Living side by side to this Clerkenwell is another Clerkenwell; where sprawling estates are home to some of the most impoverished people in Britain. This has created what the local branch of the Independent Working Class Association has described as a state of “social apartheid”.

This area suddenly became the focus of atten­tion recently when the high-profile Liberal Democrat Councilor, Baroness Sarah Ludford, resigned her seat, in order to join the gravy train in Brussels as a newly elected MEP, prompting a snap by-election for 28 October. 

After discussions with local activists, Helen Cagnoni, a well respected and veteran campaigner for the rights of local working class tenants and residents, declared her intention to stand as an ‘Independent Tenant-Resident’ candidate.

The announcement of the election date coincided with the distribution of 6,000 copies of a four-page issue of the IWCA’s Islington Independent newsletter, especially produced for Clerkenwell and neighbouring Finsbury. The newsletter dealt with a whole range of issues, from Labour and the Lib-Dems, from council house privatisation to local democracy, from youth facilities to an in-depth article on the Finsbury Estate. Local activists reported the newsletter creating a “buzz” on the ground in the area and immediately prompted a number of calls to the IWCA phone line. As the electioneering began in earnest, the newsletter also brought a heated phone call from a Labour Party official incensed by the branding of their candidate, Tim Clarke, as “Tim - Nice but Dim!” and demanding a response within 24 hours or else he “would be contacting HQ”!

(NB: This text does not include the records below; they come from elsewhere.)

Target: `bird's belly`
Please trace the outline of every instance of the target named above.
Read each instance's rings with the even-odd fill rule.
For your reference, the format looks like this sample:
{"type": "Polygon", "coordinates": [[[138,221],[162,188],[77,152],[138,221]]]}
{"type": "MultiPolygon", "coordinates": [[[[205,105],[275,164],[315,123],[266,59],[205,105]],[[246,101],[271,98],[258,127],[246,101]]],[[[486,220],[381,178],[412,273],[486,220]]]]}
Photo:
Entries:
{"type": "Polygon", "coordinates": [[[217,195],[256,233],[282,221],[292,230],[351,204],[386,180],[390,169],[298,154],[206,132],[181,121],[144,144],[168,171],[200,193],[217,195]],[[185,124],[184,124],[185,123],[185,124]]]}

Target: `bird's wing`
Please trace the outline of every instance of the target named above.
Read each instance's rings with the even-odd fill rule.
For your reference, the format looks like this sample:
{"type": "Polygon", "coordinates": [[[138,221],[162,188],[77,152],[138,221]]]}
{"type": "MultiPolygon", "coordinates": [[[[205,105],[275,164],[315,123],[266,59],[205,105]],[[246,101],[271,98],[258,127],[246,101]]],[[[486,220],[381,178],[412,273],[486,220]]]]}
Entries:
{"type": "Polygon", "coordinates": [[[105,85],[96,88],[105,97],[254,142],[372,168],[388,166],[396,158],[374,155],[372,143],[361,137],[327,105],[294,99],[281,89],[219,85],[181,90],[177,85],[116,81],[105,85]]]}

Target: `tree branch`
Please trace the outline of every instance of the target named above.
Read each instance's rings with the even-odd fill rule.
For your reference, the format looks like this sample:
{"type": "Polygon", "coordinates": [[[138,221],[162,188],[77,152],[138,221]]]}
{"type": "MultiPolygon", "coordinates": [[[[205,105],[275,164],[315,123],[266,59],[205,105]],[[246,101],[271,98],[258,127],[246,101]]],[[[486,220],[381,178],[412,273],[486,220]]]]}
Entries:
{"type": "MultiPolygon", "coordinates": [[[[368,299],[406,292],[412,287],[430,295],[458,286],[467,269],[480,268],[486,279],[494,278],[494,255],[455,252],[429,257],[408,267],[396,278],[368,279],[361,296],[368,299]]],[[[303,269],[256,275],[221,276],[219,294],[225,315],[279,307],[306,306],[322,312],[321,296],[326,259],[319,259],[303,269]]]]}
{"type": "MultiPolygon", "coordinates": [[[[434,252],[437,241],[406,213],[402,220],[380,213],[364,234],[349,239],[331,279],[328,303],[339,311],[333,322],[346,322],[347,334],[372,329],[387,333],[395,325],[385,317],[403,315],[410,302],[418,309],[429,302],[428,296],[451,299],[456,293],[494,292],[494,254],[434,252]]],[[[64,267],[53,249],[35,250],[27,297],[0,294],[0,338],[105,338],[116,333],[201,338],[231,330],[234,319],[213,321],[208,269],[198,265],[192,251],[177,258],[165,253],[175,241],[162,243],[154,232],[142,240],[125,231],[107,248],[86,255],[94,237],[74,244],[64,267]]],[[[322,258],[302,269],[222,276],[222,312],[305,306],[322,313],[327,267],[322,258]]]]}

In a desperate attempt to make up ground, the Labour Party began issuing a blizzard of leaflets making wilder and wilder promises, with thousands and thousands of pounds being promised to provide repairs, a concierge, security, a youth club and worker on the rundown Finsbury Estate. Afterwards, tenants joked that had the election campaign lasted another week, they would have each been promised jacuzzis with gold taps! Of course the tenants weren’t fooled and the news that accompanied a feverish spate of cleaning by council workers, that Government Minister Glenda Jackson would be arriving on the Estate with the Labour team was to prove a provoca­tion too far. The following morning, the recep­tion that Labour Party officials received was so hostile, they had to leave the Estate and cancel their PR stunt,

Meanwhile, it was suggested that early canvassing returns in what was a safe seat for the Lib-Dems had forced them into fevered door-knocking and a flurry of leaflets as they sought to distance themselves from many of the Labour Party policies they had supported. The party leader was seen canvassing tower blocks, on his own, late into the night.

Of the other candidates, the Tories could only mount a token challenge while the Greens occupied the ground normally reserved for the fringe Left, with their candidate proclaiming that “I will support victims of abuse, exploita­tion, violence (including the long-oppressed people of Vietnam) and hate crimes”.

The independent candidate and her supporters clearly set the agenda, wiping the floor with the other candidates at a hustings meeting as well as distributing two leaflets to all homes in the ward and canvassing all the estates at least once.

However, when the result of the election was announced, the biggest story was one of apathy, with less than one in four turning out to vote. While there was obviously widespread disillusionment with the establishment parties, the vast majority of the working class residents had not been convinced to actually come out and vote for ‘their’ candidate. Still, while campaigners were disappointed with their tally, from an objective view, 12.5% must be seen as a very credible effort, with their candidate taking 1 in 4 of the working class vote in what was a ‘mixed’ ward. Especially when on the same day a Socialist Labour Party candidate in the London borough of Kingston-Upon-Thames, while on admittedly less fertile terrain, polled 16 votes (0.7%) on a higher turnout of 40%. The final Clerkenwell result was:

Lib-Dem: 1127 (55.4%; -4.7%), Labour: 536 (26.4%; +0.7%), Independent Ten/Res: 255 (12.5%), Conservative: 82 (4.0%; -1.5%), Green: 33 (1.6%; -7.l), Turnout: 23.7%

The percentage of the Labour vote held up due to the support of the middle classes, campaigners commented that the bigger the house, the bigger the Labour poster. And while the Lib-Dems lost ground, they still succeeded in trading off the line that not having held power, they should be given a chance.

IWCA activists consider the campaign to be a small but important step to rebuilding working class politics in the area.